Here, we can list our models, and load each one as a separate spaCy processing pipeline. 

In [5]:
models = ["en_ner_craft_md", "en_ner_jnlpba_md","en_ner_bc5cdr_md","en_ner_bionlp13cg_md"]
nlps = [spacy.load(model) for model in models]

This is system specific. I broke the original dataset into 1000 parts, to make it easier to manage memory consumption on a remote server. 

In [7]:
files_to_process = [f for f in os.listdir("df_parts/") if f.endswith("processed.csv")]

## Generating the output

This function will read each file in, and then process sentence-by-sentence with each NER model, and output extracted entities to the appropriate columns.

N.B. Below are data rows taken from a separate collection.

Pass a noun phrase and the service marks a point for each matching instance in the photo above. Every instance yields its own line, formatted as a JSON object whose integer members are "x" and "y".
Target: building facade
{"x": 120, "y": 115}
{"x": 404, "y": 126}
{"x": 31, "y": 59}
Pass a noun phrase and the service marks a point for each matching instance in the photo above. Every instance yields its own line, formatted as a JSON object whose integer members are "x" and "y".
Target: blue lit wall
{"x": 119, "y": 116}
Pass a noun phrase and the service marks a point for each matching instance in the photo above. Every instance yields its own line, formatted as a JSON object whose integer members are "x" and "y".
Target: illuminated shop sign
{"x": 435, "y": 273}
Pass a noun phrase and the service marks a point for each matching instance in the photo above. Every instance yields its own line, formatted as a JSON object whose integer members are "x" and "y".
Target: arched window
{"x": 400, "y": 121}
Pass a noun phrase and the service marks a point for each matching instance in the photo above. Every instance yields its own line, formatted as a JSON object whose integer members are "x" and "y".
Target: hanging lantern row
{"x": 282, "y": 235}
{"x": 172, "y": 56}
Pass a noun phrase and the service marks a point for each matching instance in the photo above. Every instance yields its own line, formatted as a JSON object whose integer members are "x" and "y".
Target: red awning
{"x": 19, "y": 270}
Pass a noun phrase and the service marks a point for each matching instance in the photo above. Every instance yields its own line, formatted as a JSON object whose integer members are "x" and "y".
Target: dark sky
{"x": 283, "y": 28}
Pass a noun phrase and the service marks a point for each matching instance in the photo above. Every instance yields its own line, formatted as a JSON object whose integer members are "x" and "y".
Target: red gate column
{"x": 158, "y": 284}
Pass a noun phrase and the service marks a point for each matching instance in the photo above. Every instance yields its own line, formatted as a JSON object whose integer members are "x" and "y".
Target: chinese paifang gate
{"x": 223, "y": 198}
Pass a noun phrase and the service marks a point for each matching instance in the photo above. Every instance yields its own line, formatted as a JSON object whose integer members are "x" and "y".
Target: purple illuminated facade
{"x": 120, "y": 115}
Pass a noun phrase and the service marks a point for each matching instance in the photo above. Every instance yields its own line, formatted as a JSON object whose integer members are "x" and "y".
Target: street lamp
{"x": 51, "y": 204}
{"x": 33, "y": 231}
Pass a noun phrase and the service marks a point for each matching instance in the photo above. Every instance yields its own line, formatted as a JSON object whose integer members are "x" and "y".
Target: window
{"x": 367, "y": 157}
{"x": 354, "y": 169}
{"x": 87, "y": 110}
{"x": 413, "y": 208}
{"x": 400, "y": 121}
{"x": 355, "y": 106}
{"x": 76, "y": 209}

Afterwards, the file is saved. Later, we can concatenate these files into a single dataframe. Note here that we need to define each of those columns as an "object" type, or else df.at[i,j] won't be able to assign lists to the cells.

In [None]:
for f in tqdm(files_to_process):
    scispacy_ent_types = ['GGP', 'SO', 'TAXON', 'CHEBI', 'GO', 'CL', 'DNA', 'CELL_TYPE', 'CELL_LINE', 'RNA', 'PROTEIN', 
                          'DISEASE', 'CHEMICAL', 'CANCER', 'ORGAN', 'TISSUE', 'ORGANISM', 'CELL', 'AMINO_ACID',
                          'GENE_OR_GENE_PRODUCT', 'SIMPLE_CHEMICAL', 'ANATOMICAL_SYSTEM', 'IMMATERIAL_ANATOMICAL_ENTITY',
                          'MULTI-TISSUE_STRUCTURE', 'DEVELOPING_ANATOMICAL_STRUCTURE', 'ORGANISM_SUBDIVISION',
                          'CELLULAR_COMPONENT', 'PATHOLOGICAL_FORMATION']
    df = pd.read_csv("df_parts/"+f)
    df = pd.concat([df,pd.DataFrame(columns=scispacy_ent_types)])
    for col in scispacy_ent_types:
        df[col] = df[col].astype("object")
        
    for i in df.index:
        if df.iloc[i]["language"] == "en":
            for nlp in nlps:
                doc = nlp(str(df.iloc[i]["sentence"]))
                keys = list(set([ent.label_ for ent in doc.ents]))
                for key in keys:
                    
                    # Some entity types are present in the model, but not in the documentation! 
                    # In that case, we'll just automatically add it to the df. 
                    if key not in scispacy_ent_types:
                        df = pd.concat([df,pd.DataFrame(columns=[key])])
                        df[key] = df[key].astype("object")
                        
                    values = [ent.text for ent in doc.ents if ent.label_ == key]
                    df.at[i,key] = values
        else:
            pass
    filename = "df_parts/" + str(f.split("_")[0]) + "_complete.csv"
    df.to_csv(filename,index=False)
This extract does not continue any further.